Bob Vokey and our team and I, we talk about how important managing spin decay is. Spin decay on the PGA TOUR is huge. We have this 1-2-3-4 rule. One pitching wedge a year, two gap wedges, three sand wedges and four lob wedges. The numbers are a little different based on the guys, but we try and tell them, “Keep things fresh where you need that spin and keep things dull where you don’t need it.” Pitching wedge and gap wedge, dull is good, but sand wedge and lob wedge, spin is important.
So on some player’s wedges I’ll stamp a born-on date. I had a player today; I stamped the date the wedge went into play, which was yesterday. That’s a way for a player to know when it’s time to switch out the wedge, because they don’t think about it. If I’m not there to go by and check every week, then they can at least look at the date. Normally they’re pretty good about coming to me; they like to get new stuff. And wedge is the commonly replaced piece of equipment besides the golf ball so we like to keep things fresh, and we’re very good at that. But for some guys, they just kind of forget. So that’s a good way for them to know.
PGATOUR.COM: What’s the suggested time frame for golfers to switch out a wedge?
DILL: This might shock some of your readers, but we’ll use Justin Thomas as an example. He will keep his pitching wedge and lob wedge for a year. That’s a long time, because he will hit balls constantly -- range balls, balls out of the bunker, chipping, and they’re playing tournament rounds plus practice rounds. So he might keep the pitching wedge for about a year, the gap wedge could last a year. He might play between 4-6 sand wedges a year, and 4-8 lob wedges a year. So they change often.
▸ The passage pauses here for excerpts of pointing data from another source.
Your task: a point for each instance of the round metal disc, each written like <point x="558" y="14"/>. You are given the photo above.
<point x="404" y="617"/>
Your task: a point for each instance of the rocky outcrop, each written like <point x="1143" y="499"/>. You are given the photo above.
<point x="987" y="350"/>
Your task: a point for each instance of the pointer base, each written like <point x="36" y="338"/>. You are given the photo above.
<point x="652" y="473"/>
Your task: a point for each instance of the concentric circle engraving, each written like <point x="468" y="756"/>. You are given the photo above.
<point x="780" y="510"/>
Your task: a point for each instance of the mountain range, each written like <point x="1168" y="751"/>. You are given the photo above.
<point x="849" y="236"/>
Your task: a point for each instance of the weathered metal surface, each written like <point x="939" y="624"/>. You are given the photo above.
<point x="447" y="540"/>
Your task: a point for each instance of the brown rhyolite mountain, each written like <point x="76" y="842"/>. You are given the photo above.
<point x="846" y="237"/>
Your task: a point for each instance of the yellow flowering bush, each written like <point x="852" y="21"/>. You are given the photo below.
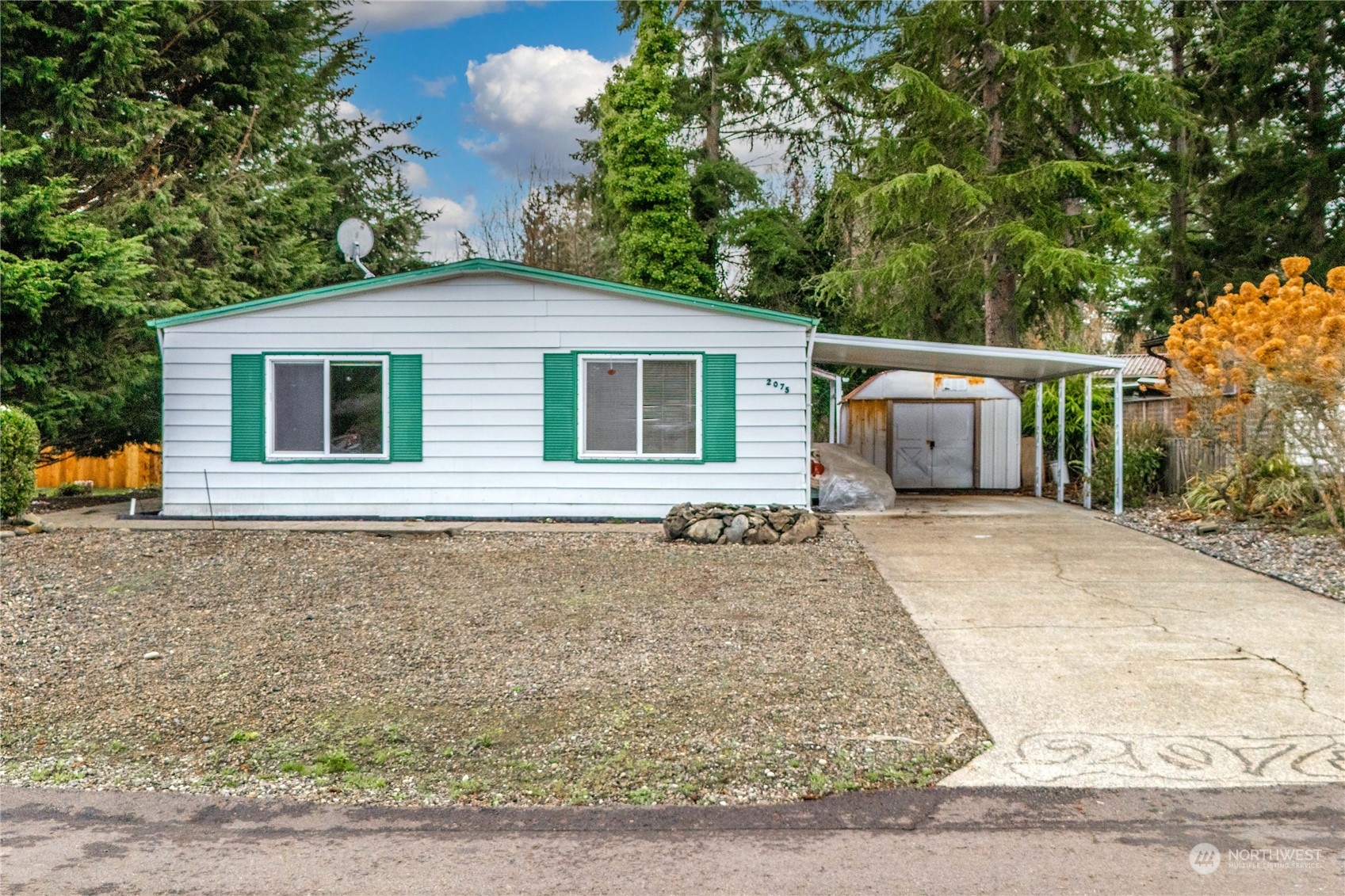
<point x="1281" y="345"/>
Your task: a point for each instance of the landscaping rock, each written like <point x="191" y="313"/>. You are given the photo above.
<point x="719" y="524"/>
<point x="705" y="532"/>
<point x="762" y="536"/>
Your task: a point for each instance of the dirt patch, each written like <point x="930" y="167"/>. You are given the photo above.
<point x="480" y="668"/>
<point x="54" y="502"/>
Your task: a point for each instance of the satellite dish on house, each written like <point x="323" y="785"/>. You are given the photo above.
<point x="355" y="240"/>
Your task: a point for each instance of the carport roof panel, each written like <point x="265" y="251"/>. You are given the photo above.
<point x="1026" y="365"/>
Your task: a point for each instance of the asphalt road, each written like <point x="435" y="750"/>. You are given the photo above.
<point x="924" y="841"/>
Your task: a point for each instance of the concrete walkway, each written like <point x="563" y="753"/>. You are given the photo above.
<point x="109" y="517"/>
<point x="1098" y="655"/>
<point x="897" y="841"/>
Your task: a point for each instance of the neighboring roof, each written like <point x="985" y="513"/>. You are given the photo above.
<point x="919" y="383"/>
<point x="1144" y="366"/>
<point x="474" y="267"/>
<point x="1026" y="365"/>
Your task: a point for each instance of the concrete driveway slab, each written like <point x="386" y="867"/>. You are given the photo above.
<point x="1099" y="655"/>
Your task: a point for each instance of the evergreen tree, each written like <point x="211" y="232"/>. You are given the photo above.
<point x="186" y="155"/>
<point x="976" y="193"/>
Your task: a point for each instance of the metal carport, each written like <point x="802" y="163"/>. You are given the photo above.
<point x="1030" y="366"/>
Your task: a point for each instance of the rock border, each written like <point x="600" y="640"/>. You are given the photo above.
<point x="720" y="524"/>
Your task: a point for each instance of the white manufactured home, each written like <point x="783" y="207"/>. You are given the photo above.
<point x="482" y="389"/>
<point x="486" y="389"/>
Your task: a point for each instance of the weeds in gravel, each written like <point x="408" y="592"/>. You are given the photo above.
<point x="364" y="780"/>
<point x="533" y="669"/>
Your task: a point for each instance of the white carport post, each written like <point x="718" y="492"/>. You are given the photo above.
<point x="1060" y="443"/>
<point x="1118" y="462"/>
<point x="1036" y="440"/>
<point x="834" y="433"/>
<point x="1088" y="441"/>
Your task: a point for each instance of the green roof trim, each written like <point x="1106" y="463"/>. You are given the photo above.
<point x="479" y="265"/>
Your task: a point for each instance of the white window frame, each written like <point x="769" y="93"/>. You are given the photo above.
<point x="698" y="392"/>
<point x="326" y="454"/>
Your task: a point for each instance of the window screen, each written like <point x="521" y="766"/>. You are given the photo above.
<point x="357" y="396"/>
<point x="669" y="406"/>
<point x="299" y="406"/>
<point x="611" y="406"/>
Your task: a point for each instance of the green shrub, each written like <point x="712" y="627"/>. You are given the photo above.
<point x="1142" y="454"/>
<point x="19" y="447"/>
<point x="1254" y="485"/>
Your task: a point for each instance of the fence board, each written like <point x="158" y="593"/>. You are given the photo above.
<point x="136" y="466"/>
<point x="1188" y="458"/>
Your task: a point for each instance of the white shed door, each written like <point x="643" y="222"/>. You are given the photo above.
<point x="951" y="441"/>
<point x="912" y="464"/>
<point x="932" y="444"/>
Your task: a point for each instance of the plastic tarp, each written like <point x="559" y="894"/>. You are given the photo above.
<point x="849" y="482"/>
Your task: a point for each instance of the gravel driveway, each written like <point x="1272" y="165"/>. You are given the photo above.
<point x="482" y="668"/>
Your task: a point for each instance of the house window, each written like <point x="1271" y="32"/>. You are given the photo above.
<point x="640" y="406"/>
<point x="327" y="406"/>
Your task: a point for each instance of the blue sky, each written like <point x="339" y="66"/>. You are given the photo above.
<point x="495" y="85"/>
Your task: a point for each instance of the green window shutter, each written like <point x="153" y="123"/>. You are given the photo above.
<point x="560" y="406"/>
<point x="248" y="408"/>
<point x="720" y="414"/>
<point x="405" y="408"/>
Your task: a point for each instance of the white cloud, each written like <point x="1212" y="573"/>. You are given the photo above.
<point x="347" y="111"/>
<point x="440" y="240"/>
<point x="436" y="88"/>
<point x="373" y="17"/>
<point x="416" y="175"/>
<point x="528" y="100"/>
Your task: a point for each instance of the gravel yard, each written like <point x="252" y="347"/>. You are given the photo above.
<point x="1316" y="562"/>
<point x="486" y="668"/>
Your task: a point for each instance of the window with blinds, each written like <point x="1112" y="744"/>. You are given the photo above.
<point x="327" y="406"/>
<point x="640" y="406"/>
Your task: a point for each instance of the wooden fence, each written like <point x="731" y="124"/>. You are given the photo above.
<point x="1190" y="456"/>
<point x="135" y="466"/>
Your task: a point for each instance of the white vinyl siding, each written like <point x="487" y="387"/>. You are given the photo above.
<point x="482" y="341"/>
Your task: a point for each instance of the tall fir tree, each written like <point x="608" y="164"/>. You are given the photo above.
<point x="976" y="191"/>
<point x="642" y="169"/>
<point x="186" y="155"/>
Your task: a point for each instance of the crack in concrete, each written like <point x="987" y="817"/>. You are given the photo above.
<point x="1298" y="678"/>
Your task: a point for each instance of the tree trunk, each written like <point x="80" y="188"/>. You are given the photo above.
<point x="1001" y="281"/>
<point x="714" y="109"/>
<point x="1179" y="210"/>
<point x="1318" y="171"/>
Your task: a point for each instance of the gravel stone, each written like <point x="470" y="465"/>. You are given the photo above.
<point x="487" y="668"/>
<point x="1310" y="561"/>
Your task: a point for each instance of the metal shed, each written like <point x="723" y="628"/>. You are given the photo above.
<point x="1030" y="366"/>
<point x="936" y="431"/>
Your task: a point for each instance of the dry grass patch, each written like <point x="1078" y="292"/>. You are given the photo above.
<point x="480" y="668"/>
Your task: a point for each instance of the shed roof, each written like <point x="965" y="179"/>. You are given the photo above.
<point x="480" y="265"/>
<point x="1026" y="365"/>
<point x="918" y="383"/>
<point x="1149" y="366"/>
I tell guys there are three things you need to remember, and these are good reasons to make a switch -- 1) Higher launch angle means the ball is slipping up the face; 2) Shorter carry numbers or longer carry numbers, anything erratic; and 3) Is the ball spinning when it hits the green?
Those are three pretty simple things people can pay attention to, but TOUR guys, they know because they see it everyday. When things get out of sorts, they’ll ask me to come check the ball flight. We’ll check lofts and lies first because those things can get out of whack, and we’ll determine if it’s time to make a switch.